Earlier this month two states -- Montana and Oklahoma -- enacted per se legislation prohibiting drivers from operating a motor vehicle if they possessed trace quantities of cannabinoids in their system. Under these new laws, prosecutors no longer have to prove that a defendant is behaviorally impaired by cannabis or that he or she presents a legitimate traffic safety risk. In fact, Oklahoma’s new law even disallows drivers from operating a vehicle with any detectable level of THC or its inert metabolite (byproduct) carboxy THC (aka THC-COOH) -- a nonpsychoactive compound that has been documented to linger in the urine of former cannabis consumers for months after they cease using pot.
 
But Montana and Oklahoma are hardly alone. Oklahoma is now one of nine states to impose criminal sanctions for those who drive with any detectable amount of either THC or its metabolites in their blood or urine (the other eight states are: Arizona, Delaware, Georgia, Illinois, Indiana, Iowa, Rhode Island, and Utah). Two other states, Michigan and Wisconsin, impose similar zero tolerant per se statutes for THC in blood, but exclude marijuana metabolites. In addition, five states -- Montana, Nevada, Ohio, Pennsylvania, and Washington -- impose per se limits for cannabinoids -- meaning that the identifiable presence of THC in blood above a state-specified standards (anywhere between 1ng/ml and 5ng/ml, depending upon the state in question) is proof of a traffic safety violation (under Colorado law, the detection of 5ng/ml or greater of THC in blood gives rise to a "permissive inference" of driver impairment, but this inference may be rebutted in criminal court).
 
While some traffic safety studies have associated the presence of active THC in blood with nominally elevated risk of accident, investigators acknowledge that this risk is far lower than that associated with other illicit and licit drugs, particularly alcohol.
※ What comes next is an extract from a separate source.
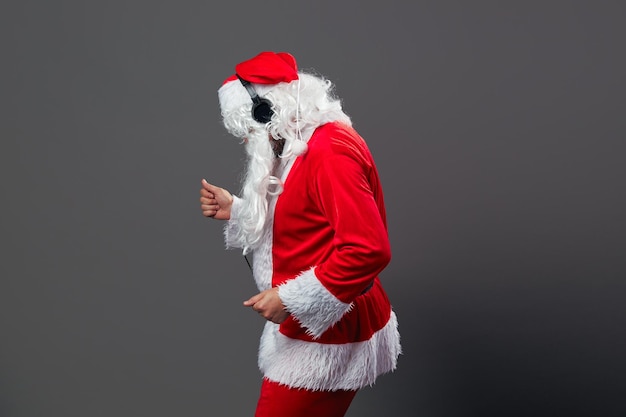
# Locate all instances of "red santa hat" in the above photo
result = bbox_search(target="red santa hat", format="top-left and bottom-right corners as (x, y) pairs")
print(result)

Nonetheless, law enforcement officials are increasingly pushing for one-size fits all pot per se standards, despite the fact that scientific experts have consistently declared such standards to be inapplicable to cannabis.
 
For instance, writing in the Journal of the American Medical Association in 1985, an expert panel on drugs and driving concluded: “Except for ethanol, determinations of drug concentrations in body fluids are at present of limited value for establishing driving impairment. … Although psychoactive drugs are those most commonly thought to cause impaired driving, their mere presence in body fluids cannot be construed as evidence of impairment.”
 
In the years since the publication of the JAMA report, little has changed. According to a 1993 US Department of Transportation study, one cannot accurately predict the driving performance of subjects administered cannabis based upon their THC blood levels alone. The authors concluded: “One of the program’s objectives was to determine whether it is possible to predict driving impairment by plasma concentrations of THC and/or its metabolite, THC-COOH, in a single sample. The answer is very clear: it is not. Plasma of drivers showing substantial impairment in these studies contained both high and low THC concentrations; and, drivers with high-plasma concentrations showed substantial, but also no impairment, or even some improvement.”
 
A 2003 US Department of Transportation report, State of Knowledge of Drug-Impaired Driving, reiterated this lack of correlation between illicit drug concentrations and psychomotor impairment, finding, “[F]orensic toxicologists generally have failed to agree on specific plasma concentrations that could be designated as evidence of impairment.”
 
A 2004 National Safety Council report similarly acknowledged, “There is no clear correlation between blood drug concentrations and impairment for many drugs.” Authors added: “In DUI cases involving alcohol, a clear understanding has developed over the past 50 years regarding the relationship between increasing blood concentration and impairment. … The same cannot be said for drugs.”
 
Finally, a recent online fact sheet of the US National Highway Transportation and Safety Administration (NHTSA) once again acknowledges that neither the presence of THC or its metabolites ought to be the basis of determining psychomotor impairment: “It is difficult to establish a relationship between a person's THC blood or plasma concentration and performance impairing effects. Concentrations of parent drug and metabolite are very dependent on pattern of use as well as dose. THC concentrations typically peak during the act of smoking. … It is inadvisable to try and predict effects based on blood THC concentrations alone, and currently impossible to predict specific effects based on THC-COOH concentrations.”
 
That’s what the experts say. So why are cops and politicians claiming otherwise?